Sen. Joe Manchin said Thursday he may block fellow Democrats’ plan to first pass a bipartisan infrastructure bill and then heave all remaining items into a budget reconciliation bill that’s rammed through Congress without Republicans.
A group of 21 bipartisan senators reached an agreement Wednesday on a $1.2 trillion infrastructure plan, which they will discuss with President Biden around noon Thursday at the White House.
But Manchin (D-W.Va.) told reporters he would only support budget reconciliation if he’s told what would be in the package — pouring cold water on left-wing hopes for an expansive second package that hikes taxes, subsidizes electric cars and finances social spending such as on health care.
Democratic leaders in Congress and White House officials openly say they plan to pursue both a bipartisan bill and a budget reconciliation process that circumvents the usual 60-vote threshold in the Senate.
Manchin could single-handedly block the use of budget reconciliation in the evenly divided Senate.
“We have to see what’s in the other plan before I can say, ‘Oh yes, you vote for this and I’ll vote for that.’ That’s not what I have signed up for.
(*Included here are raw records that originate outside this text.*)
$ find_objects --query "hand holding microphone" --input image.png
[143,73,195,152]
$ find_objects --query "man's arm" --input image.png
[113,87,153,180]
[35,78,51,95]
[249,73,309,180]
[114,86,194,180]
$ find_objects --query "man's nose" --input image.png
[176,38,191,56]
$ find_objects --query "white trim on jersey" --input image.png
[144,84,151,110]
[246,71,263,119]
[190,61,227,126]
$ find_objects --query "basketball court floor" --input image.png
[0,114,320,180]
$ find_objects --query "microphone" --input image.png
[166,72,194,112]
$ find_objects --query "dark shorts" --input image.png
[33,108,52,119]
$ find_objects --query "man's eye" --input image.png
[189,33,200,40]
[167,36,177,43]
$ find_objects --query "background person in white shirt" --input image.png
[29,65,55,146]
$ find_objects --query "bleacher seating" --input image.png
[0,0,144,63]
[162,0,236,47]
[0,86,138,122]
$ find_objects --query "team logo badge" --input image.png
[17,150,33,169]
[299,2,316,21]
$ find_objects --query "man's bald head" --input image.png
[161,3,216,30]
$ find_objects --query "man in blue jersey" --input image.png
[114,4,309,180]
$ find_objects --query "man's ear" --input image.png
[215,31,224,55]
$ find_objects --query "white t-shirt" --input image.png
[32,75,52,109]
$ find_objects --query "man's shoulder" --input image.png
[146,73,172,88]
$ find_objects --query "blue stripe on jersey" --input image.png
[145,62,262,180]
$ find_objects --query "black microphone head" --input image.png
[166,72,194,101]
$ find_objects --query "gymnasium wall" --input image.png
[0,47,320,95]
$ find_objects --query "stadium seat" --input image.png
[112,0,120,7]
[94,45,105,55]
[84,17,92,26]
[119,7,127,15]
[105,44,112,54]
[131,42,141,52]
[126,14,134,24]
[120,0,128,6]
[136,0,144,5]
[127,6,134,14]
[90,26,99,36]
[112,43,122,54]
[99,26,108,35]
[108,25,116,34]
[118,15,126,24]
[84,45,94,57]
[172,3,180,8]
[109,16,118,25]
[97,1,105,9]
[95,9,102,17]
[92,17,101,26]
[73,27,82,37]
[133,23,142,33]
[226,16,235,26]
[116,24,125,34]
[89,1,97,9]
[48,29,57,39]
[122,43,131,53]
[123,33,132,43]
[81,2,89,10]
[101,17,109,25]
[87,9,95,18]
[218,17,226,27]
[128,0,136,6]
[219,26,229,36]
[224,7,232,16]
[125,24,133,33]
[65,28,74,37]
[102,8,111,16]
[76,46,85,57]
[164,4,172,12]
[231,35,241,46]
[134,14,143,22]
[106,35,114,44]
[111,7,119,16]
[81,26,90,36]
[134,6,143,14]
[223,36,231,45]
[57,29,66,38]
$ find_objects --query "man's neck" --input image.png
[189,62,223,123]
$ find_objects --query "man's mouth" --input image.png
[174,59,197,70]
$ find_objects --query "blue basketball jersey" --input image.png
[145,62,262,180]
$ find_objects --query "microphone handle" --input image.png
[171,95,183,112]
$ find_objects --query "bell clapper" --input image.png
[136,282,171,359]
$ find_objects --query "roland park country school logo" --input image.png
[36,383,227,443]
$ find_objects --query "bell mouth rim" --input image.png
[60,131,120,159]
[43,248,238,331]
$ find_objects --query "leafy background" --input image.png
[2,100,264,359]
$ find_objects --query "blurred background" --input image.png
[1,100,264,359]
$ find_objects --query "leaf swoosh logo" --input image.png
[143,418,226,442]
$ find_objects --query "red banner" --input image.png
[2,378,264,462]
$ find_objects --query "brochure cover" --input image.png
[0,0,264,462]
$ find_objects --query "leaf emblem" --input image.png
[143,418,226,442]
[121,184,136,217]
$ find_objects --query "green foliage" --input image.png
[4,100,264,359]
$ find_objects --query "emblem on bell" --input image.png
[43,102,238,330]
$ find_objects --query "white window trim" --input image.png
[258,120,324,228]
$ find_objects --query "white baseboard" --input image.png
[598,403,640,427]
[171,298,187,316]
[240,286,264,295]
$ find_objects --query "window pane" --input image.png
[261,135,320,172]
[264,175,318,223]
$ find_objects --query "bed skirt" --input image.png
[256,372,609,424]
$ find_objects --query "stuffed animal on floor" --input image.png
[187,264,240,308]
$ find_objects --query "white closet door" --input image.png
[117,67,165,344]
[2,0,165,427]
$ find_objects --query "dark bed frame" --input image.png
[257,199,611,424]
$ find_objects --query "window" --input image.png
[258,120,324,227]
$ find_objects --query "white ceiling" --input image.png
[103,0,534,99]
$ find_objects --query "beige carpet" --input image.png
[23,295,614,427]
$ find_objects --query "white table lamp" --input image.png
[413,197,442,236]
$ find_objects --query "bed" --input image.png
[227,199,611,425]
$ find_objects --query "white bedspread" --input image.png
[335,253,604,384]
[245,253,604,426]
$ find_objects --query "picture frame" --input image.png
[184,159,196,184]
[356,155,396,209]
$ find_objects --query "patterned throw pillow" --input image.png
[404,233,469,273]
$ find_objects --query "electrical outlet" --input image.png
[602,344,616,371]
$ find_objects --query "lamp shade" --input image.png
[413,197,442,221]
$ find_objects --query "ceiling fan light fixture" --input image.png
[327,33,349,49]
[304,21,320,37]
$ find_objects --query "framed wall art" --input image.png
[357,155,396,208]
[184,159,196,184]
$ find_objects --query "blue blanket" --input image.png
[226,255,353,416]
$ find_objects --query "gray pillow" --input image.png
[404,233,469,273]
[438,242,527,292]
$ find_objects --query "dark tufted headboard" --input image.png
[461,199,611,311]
I only signed up for what’s in the plan that makes sense, keeps us competitive and also takes care of the needs of Americans,” Manchin said.
House Speaker Nancy Pelosi (D-Calif.) said Thursday she was undeterred — and that House Democrats won’t go along with a bipartisan package unless there’s also a reconciliation plan too.
“Let me be really clear on this: We will not take up a bill in the House until the Senate passes the bipartisan bill and a reconciliation bill. If there is no bipartisan bill, then we’ll just go when the Senate passes a reconciliation bill,” Pelosi said at a press conference.
Pelosi added: “There ain’t going to be an infrastructure bill unless we have the reconciliation bill passed by the United States Senate.”
Biden originally proposed a $2.3 trillion infrastructure package and a complementary $1.8 trillion “families” plan. Republicans said the bills were too costly and vowed to block social spending and tax increases on businesses, higher incomes and investments.
Senate Democrats led by Budget Committee Chairman Bernie Sanders (I-Vt.) this month floated a new $6 trillion plan that could be passed through reconciliation.
Manchin scoffed at the $6 trillion infrastructure blueprint.
“That sounds extremely, extremely high,” he said.